"It's still there," Secretary of the Treasury W. Michael Blumenthal said after a visit last week to the country's gold store at Fort Knox. He wasn't just whistling "My Old Kentucky Home," either.

For foreign economic policy constitutes one area where the Carter administration has unmistakably outperformed the Ford administration. This country's cast economic power is now working for - rather than against, as in the recent past - the rest of the world.

A side effect of the new emphasis has been a slight drop in the value of the dollar relative to other currencies. Because these dollar doldrums have spread confusion that threatens to subvert the whole new policy, acts of reassurance - like the visit to Fort Knox - and words of explanation are in order.

A good starting point is the $40-billion surplus that the oil-exporting countries grouped in the OPEC cartel figure to derive this year from the enormous hike in prices they have imposed in the world since 1973. The OPEC surplus this year, as in the past, is a kind of tax on all oil-consuming nations.

It promotes slowdown by reducing purchasing power and demand for goods. It promotes inflation by raising prices on energy that directly affect all other prices.

Thus, the oil-price increases have combined with the business cycle and the demands of the welfare state to put most of the world in bad economic straits for the past three years. Though there has been an inevitable bounceback from the recession of 1974-75, the recovery has been extremely slow.

The 24 relatively rich countries grouped in the organization of economic cooperation and development are expected to raise their gross national product by only 4 per cent during 1977. In Western Europe unemployment is actually growing.

The United States - along with Japan, Germany, Holland and Switzerland - is one of the very few countries to escape the general economic blight. Growth during the first half of this year has been over 6 per cent, and inflation is holding steady at around 6 per cent while unemployment has been coming down slowly. So this country is foa better equipped than most countries to absorb the huge fuel bill imposed on the world by the oil cartel.

The Ford administration did not accept this responsibility. It obliged other countries to pay their fuel bills by borrowing from private sources, a measure that deepened recession and weakened the delicate network of international credit.

The Carter administration has accepted the responsibility of economic leadership. Its has allowed this country's imports to soar to the point where the annual trade deficit is now running at $25 billion. In the process, however, other countries have a chance to improve their economies by selling to the United States. American imports during the first four months of 1977 were up nearly 20 per cent from the countries of the European Economic Coumunity, and one-third from the under-developed world.

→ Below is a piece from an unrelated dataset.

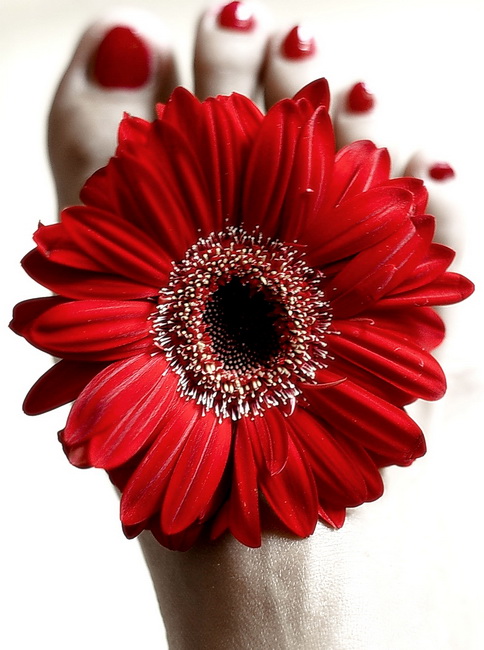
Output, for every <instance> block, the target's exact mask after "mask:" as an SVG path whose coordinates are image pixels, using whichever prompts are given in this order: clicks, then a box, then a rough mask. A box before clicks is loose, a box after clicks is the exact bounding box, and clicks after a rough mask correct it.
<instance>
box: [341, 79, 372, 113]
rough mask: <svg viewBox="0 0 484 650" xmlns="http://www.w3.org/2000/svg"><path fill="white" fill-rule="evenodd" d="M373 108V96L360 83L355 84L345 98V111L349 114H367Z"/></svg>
mask: <svg viewBox="0 0 484 650" xmlns="http://www.w3.org/2000/svg"><path fill="white" fill-rule="evenodd" d="M374 106H375V96H374V95H373V94H372V93H370V92H369V91H368V88H367V87H366V85H365V84H364V83H363V82H362V81H360V82H359V83H357V84H355V85H354V86H353V88H352V89H351V90H350V92H349V93H348V96H347V98H346V110H347V111H349V112H350V113H368V112H369V111H371V109H372V108H373V107H374Z"/></svg>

The American lead, unfortunately, has not been much followed by the other economically strong countries - notably Japan and Germany, which have been running foreign-trade surpluses of $7 billion and $3 billion annually. But under U.S. pressure Tokyo and Bonn have agreed to let their currencies appreciate against the dollar, thus making their exports slightly more expensive and their foreign imports a little cheaper. In consequence, there has been a steady fall of the dollar against the Japanese yen and the German mark.

The falling dollar has combined with the huge trade deficit to give some people - notably interested parties - the jitters. Protectionist interests have argued that American industry is becoming uncompetitive and needs the support of higher tariffs. Financial interests have warned that they might be obliged to raise interest rates in order to prevent a flight from dollar holdings by foreign investors.

In fact, the President's special trade representative, Robert Strauss, has taken care of the legitimate protectionist complaints by special arrangemnts limiting exports of shoes and television sets to this country. The right way to bolster the dollar, as Blumenthal keeps saying, is for this country to conserve on energy while Japan and Germany expand their domestic economies in ways that open the door to imports from the United States and other countries.

But the intuitive response to a drop in the dollar and a rise in the trade deficit is that the United States is getting poorer. So the panicky warnings gain currency, and all American officials are obliged to keep educating everybody to see that the present policy helps the world toward recovery that is ultimately in the best interests of the United States.